蛋白質とコラ-ゲン美容、一見、関係がないように思えますが、実は関係があります。おいおいその理由がわかってきますので、順序よく説明します。まず、免疫ですが、免疫というのは疫病、いまでいえば感染症ですね。その疫病から免れるという意味で免疫といいます。感染というのは微生物、細菌やウイルスが、身体に侵入することです。その微生物が身体に入るのを防ぐこと、防衛反応が免疫ということになります。

その防衛反応の最も初期の段階は、たんなる排除です。嘔吐、咳、発熱、下痢、排便、排尿、涙、このようなことは、すべて微生物や異物の排除作用です。私たちにとって、都合の悪いものが身体に入ろうとすると、まず嘔吐します。呼吸で入ろうとしますと、咳・鼻水・くしゃみで排除します。腸まで来てしまったら下痢をします。尿管から侵入しようとすれば排尿で押し出します。微生物が身体に入ってしまった場合は、発熱をして微生物の活動を抑えます。つまり、これらはすべて防衛反応なのです。

涙だけは、これは難しいですね! 特に女性の涙はわかりません(笑)。
免疫反応なのかどうか、まあ、防衛反応の一種かもしれませんね。涙はさて置き、せっかく防衛しているのですから、薬で抑えないほうがよいのです。

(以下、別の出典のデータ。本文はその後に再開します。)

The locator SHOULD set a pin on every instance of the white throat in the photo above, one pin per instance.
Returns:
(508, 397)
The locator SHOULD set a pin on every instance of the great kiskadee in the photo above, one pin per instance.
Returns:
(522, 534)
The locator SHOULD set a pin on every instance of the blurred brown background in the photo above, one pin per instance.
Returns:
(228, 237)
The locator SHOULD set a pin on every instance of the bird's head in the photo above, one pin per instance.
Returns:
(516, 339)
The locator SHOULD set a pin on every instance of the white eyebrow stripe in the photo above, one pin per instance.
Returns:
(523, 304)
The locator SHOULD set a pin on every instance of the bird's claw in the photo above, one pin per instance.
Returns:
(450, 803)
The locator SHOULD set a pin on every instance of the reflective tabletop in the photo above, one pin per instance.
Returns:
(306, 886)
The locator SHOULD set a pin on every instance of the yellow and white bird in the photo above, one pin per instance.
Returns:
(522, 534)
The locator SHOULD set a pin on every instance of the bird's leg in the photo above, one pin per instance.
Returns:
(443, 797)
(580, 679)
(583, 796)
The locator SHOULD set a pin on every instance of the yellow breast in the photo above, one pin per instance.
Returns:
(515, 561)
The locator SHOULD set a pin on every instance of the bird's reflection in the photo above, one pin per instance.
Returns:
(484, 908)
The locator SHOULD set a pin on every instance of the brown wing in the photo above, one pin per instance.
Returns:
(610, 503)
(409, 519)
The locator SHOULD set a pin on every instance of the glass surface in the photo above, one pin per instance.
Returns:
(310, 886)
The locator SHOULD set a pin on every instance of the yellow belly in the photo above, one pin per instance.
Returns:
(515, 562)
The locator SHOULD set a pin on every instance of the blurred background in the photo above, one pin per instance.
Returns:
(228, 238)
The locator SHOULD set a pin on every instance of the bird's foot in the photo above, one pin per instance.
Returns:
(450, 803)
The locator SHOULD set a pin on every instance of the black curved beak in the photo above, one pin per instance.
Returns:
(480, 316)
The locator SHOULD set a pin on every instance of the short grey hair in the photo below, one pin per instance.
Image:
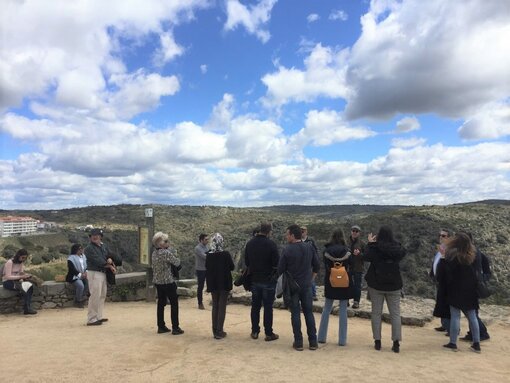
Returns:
(158, 238)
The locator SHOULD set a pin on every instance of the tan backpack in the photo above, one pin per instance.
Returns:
(338, 276)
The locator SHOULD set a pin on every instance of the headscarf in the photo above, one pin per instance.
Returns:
(217, 242)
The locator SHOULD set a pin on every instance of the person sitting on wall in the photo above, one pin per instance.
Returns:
(14, 278)
(77, 274)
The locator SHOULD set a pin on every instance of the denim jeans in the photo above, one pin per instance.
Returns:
(455, 324)
(357, 281)
(262, 294)
(303, 300)
(200, 287)
(342, 321)
(81, 286)
(167, 292)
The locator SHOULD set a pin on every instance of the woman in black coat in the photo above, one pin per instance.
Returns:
(219, 266)
(384, 283)
(336, 252)
(459, 281)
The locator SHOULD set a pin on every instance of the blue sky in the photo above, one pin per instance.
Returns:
(252, 103)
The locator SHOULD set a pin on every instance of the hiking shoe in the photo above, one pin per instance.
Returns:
(271, 337)
(30, 312)
(450, 346)
(96, 323)
(476, 347)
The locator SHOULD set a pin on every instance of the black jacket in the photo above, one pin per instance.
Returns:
(384, 258)
(218, 274)
(458, 284)
(261, 257)
(339, 252)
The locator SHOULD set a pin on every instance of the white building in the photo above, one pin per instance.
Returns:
(17, 226)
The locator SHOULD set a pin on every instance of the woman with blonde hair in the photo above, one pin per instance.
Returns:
(336, 252)
(162, 261)
(458, 278)
(218, 274)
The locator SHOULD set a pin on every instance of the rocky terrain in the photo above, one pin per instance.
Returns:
(416, 227)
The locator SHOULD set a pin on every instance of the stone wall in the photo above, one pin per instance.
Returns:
(129, 287)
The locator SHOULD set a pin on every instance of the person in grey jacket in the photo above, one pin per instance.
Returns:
(98, 261)
(162, 261)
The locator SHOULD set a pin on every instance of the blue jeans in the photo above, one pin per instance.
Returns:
(303, 300)
(262, 294)
(200, 287)
(357, 281)
(342, 321)
(455, 324)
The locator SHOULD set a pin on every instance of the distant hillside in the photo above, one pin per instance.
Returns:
(416, 227)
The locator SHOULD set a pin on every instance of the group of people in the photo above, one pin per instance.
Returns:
(456, 268)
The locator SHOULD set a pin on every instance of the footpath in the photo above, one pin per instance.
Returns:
(56, 346)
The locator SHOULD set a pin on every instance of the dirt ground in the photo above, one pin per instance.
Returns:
(56, 346)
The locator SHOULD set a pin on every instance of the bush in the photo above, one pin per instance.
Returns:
(9, 251)
(37, 259)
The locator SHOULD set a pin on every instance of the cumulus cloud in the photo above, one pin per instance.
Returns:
(70, 62)
(407, 124)
(408, 142)
(312, 17)
(323, 75)
(338, 14)
(254, 18)
(326, 127)
(491, 122)
(416, 57)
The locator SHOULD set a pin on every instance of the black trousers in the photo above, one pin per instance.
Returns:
(166, 293)
(219, 300)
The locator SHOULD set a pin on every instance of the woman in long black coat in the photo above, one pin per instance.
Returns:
(458, 280)
(218, 264)
(336, 251)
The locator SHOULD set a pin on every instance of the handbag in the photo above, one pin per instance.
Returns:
(338, 276)
(244, 279)
(482, 288)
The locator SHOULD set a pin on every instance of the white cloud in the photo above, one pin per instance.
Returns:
(418, 57)
(312, 17)
(75, 58)
(324, 75)
(490, 122)
(407, 124)
(408, 142)
(253, 18)
(338, 14)
(323, 128)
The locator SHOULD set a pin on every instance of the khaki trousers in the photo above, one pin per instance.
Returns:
(97, 289)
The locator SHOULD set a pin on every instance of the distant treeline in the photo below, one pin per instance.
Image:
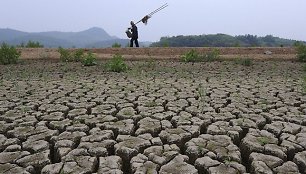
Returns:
(223, 40)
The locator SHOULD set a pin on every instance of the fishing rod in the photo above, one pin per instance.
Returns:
(146, 18)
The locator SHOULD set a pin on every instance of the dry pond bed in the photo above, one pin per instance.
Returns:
(158, 117)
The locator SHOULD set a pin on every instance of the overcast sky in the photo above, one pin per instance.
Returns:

異物は別として、問題になる微生物は、すべて蛋白質でできています。細菌もウイルスもカビも、すべてです。というより、生命体はすべて蛋白質なのです。微生物の侵入(感染)を防ぎたい身体は、一つひとつの微生物を記憶して対処することは、とてもできませんので、一括して蛋白質を拒否してしまえばよいのです。どんな蛋白質でも、拒否してしまえば、微生物の浸入を防ぐことができます。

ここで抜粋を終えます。